El principito estaba pálido de rabia.

—Hace millones de años que las flores fabrican espinas. Hace millones de años que las ovejas se comen incluso a las flores. ¿Y no es serio tratar de entender por qué se esfuerzan tanto en fabricar espinas que no les sirven para nada? ¿No es importante la guerra entre las ovejas y las flores? ¿No es más serio y más importante que las cuentas de un señor gordo y rojo? Y si yo conozco a una flor única en el mundo, que no existe en ningún otro lado, solo en mi planeta, y que una ovejita se puede comer de un solo bocado, así, una mañana, sin darse cuenta de lo que está haciendo, ¡eso no importa!

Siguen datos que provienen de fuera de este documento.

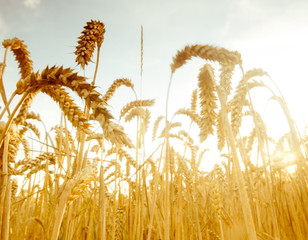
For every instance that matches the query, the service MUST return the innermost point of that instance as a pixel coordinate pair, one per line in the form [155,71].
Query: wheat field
[88,179]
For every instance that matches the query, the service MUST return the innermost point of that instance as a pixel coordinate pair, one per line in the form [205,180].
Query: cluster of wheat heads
[87,184]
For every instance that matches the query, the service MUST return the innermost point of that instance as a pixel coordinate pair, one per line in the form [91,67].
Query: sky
[270,34]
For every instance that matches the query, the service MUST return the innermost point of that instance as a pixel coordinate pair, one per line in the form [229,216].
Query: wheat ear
[221,55]
[92,34]
[207,101]
[21,53]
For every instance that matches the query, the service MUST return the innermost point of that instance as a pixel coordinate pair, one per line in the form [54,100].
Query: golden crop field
[87,179]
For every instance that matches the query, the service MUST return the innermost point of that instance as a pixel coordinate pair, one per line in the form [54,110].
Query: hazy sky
[271,34]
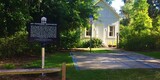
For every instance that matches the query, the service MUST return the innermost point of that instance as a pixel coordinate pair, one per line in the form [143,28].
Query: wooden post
[63,71]
[43,57]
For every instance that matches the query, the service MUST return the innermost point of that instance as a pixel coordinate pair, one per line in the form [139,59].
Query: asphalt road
[119,60]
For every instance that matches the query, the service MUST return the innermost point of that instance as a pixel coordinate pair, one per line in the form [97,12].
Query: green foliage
[139,34]
[9,66]
[13,16]
[17,45]
[95,43]
[69,39]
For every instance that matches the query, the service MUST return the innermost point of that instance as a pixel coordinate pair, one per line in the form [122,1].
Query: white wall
[106,18]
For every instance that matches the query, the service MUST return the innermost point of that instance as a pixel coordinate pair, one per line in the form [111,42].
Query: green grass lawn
[55,60]
[151,54]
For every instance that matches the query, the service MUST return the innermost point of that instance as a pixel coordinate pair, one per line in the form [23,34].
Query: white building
[106,27]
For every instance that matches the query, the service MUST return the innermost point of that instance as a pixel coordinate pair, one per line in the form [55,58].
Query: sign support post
[44,33]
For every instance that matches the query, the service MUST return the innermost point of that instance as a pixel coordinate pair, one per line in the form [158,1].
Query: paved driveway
[120,60]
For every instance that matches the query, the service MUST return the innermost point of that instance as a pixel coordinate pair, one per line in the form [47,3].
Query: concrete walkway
[118,60]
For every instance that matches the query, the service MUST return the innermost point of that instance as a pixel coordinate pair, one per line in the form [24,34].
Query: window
[111,31]
[88,31]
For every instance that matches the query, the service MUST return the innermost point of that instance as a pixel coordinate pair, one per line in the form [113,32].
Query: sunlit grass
[56,59]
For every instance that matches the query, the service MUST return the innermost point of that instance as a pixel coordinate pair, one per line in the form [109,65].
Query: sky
[116,4]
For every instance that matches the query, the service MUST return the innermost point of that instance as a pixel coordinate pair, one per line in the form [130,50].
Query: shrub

Se puso colorado. Luego retomó:

—Si alguien ama a una flor de la que no existe más que un ejemplar en los millones y millones de estrellas, es suficiente para que se sienta feliz cada vez que la mira. Se dice: “Mi flor está ahí en alguna parte…”, pero si la oveja se come a la flor, ¡para él es como si todas las estrellas se apagaran de repente! ¡Y eso no es importante!

No pudo decir más. Se puso a llorar. Había caído la noche. Yo había dejado mis herramientas. Me reía de mi martillo, de mi tornillo, de la sed y de la muerte. En una estrella, en un planeta, el mío, la Tierra, ¡había que consolar a un príncipe! Lo tomé en mis brazos. Lo hamaqué. Le dije:

— La flor que amas no está en peligro… Te voy a dibujar un bozal para la oveja… Le voy a dibujar una armadura a tu flor… Yo…

No sabía qué más decir. Me sentía muy torpe. No sabía cómo llegar a él, dónde encontrarlo. Es tan misterioso el país de las lágrimas.